Several advancements are made in the field of immunotherapy for enabling an effective cure for cancer. Treatments are being approached with multipronged approach with combination therapies as well as by gene therapy. Cancer incidence however progressing further mainly due to the changes in lifestyle. Epidemiological surveys indicate that cancer incidence is being more predominant in females; in particularly breast cancer is the most common diseases throughout world. However, the treatments attempted to deal with breast cancers especially triple negative cancer hasn't shown considerable success. NK cell therapy has shown some progress in initial stages of breast cancer, not in metastatic breast cancer. This is due to inefficient NK cells anti-tumor response. The anti-tumor response of NK cell is varied as based on exposed to a range of cytokines and/or mitogen.
We have evaluated the anti-tumor immune response of NK cell by using IL2 combination with less virulent Streptococcus pyogenes of human origin (OK432, Picibanil, manufactured in Japan). Cell doubling time, Immunophenotyping, mRNA expression and cytotoxicity of NK cells against MDA-MB-231 breast cancer cell line were performed and compared between with and without OK432.

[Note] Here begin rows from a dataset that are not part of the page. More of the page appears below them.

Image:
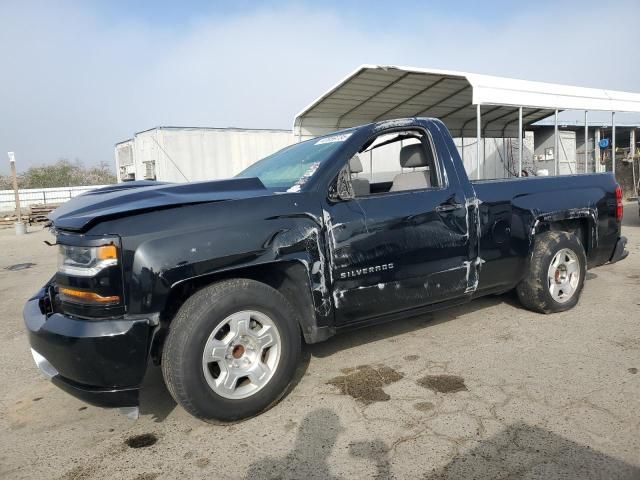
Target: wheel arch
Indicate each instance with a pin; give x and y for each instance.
(583, 223)
(289, 277)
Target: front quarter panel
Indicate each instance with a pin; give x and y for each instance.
(165, 248)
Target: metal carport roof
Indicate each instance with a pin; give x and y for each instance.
(373, 93)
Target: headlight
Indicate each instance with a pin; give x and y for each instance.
(86, 261)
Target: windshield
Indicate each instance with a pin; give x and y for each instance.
(290, 168)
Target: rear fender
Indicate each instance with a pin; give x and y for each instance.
(565, 220)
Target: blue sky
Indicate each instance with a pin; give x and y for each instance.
(79, 76)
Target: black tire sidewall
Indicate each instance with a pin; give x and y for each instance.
(570, 242)
(213, 307)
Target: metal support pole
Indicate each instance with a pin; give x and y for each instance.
(586, 143)
(14, 176)
(596, 150)
(520, 143)
(613, 142)
(478, 135)
(556, 148)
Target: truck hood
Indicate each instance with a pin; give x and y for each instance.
(85, 210)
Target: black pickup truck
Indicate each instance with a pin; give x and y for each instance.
(221, 282)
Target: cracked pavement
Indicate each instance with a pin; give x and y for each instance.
(555, 396)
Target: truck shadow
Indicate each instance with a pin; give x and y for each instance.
(527, 451)
(315, 442)
(518, 451)
(631, 217)
(155, 399)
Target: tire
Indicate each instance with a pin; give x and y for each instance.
(229, 318)
(550, 289)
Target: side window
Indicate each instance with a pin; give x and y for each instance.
(395, 162)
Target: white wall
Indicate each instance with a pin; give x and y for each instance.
(193, 154)
(47, 196)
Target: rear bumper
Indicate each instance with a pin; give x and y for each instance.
(619, 253)
(101, 362)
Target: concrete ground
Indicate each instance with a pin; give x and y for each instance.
(488, 390)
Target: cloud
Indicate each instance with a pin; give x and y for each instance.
(75, 81)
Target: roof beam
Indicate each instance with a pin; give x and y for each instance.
(494, 119)
(437, 82)
(442, 101)
(383, 89)
(456, 110)
(504, 129)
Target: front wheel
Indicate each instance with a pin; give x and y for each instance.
(556, 273)
(232, 350)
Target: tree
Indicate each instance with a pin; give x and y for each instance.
(63, 173)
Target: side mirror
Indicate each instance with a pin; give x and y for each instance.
(342, 189)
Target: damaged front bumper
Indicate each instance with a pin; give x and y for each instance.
(619, 253)
(101, 362)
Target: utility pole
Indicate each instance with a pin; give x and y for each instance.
(20, 226)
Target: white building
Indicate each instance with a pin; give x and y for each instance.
(180, 154)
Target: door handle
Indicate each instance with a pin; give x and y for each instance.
(447, 207)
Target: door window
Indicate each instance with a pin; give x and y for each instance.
(395, 162)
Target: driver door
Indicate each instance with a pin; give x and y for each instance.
(396, 250)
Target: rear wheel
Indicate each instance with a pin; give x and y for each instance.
(556, 273)
(232, 350)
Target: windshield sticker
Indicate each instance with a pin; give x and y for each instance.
(335, 139)
(303, 179)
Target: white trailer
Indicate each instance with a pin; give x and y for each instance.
(183, 154)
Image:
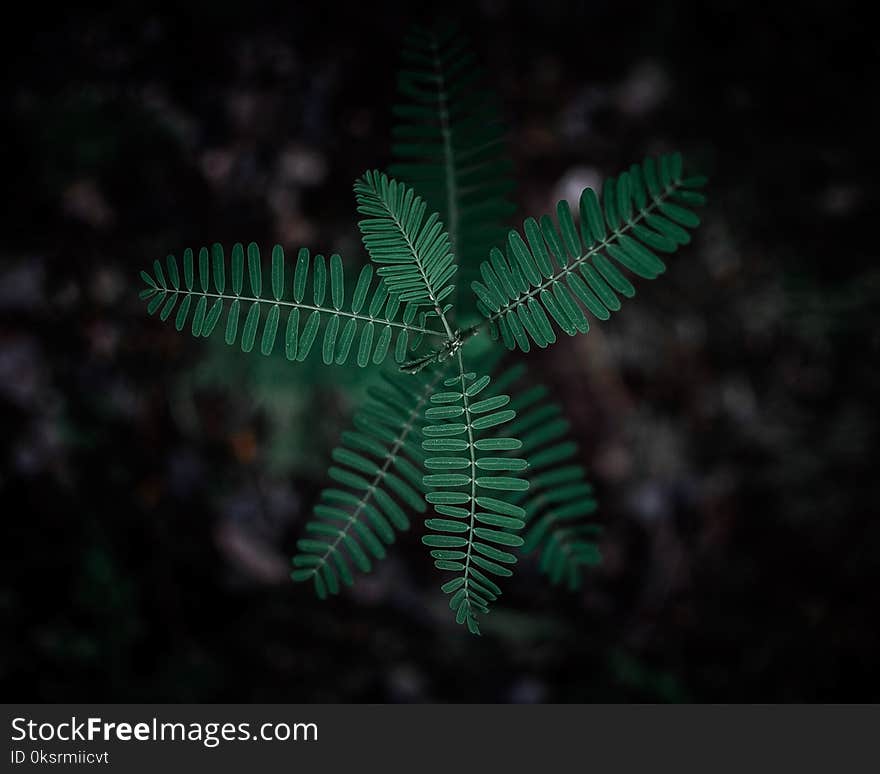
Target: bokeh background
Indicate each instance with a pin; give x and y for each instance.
(153, 486)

Our results show that there was no difference in terms of NK cell proliferation between with and without OK432 expansion and an average cell fold was increased to mean of 200 ± 3.5. However, the surface marker of CD56+ and CD16+ were remarkably expressed on NK cells cultured with OK432 (85.5 ± 0.9, 60 ± 0.7) than the cells cultured without OK432 (65.5 ± 0.9, 50 ± 0.7). Subsequently, the gene expression pattern of Perforin and NKG2D was significantly increased in cells cultured with OK432 as compared to without OK432. Cytotoxicity analysis revealed that NK cells cultured with OK432 lysed the target cancer cells faster than the cells cultured without OK432 in time and dose (E:T ratio) dependent manner.
Overall our results suggested that OK432 has a vital role to play in NK cell augmentation for effective cell-mediated lysis.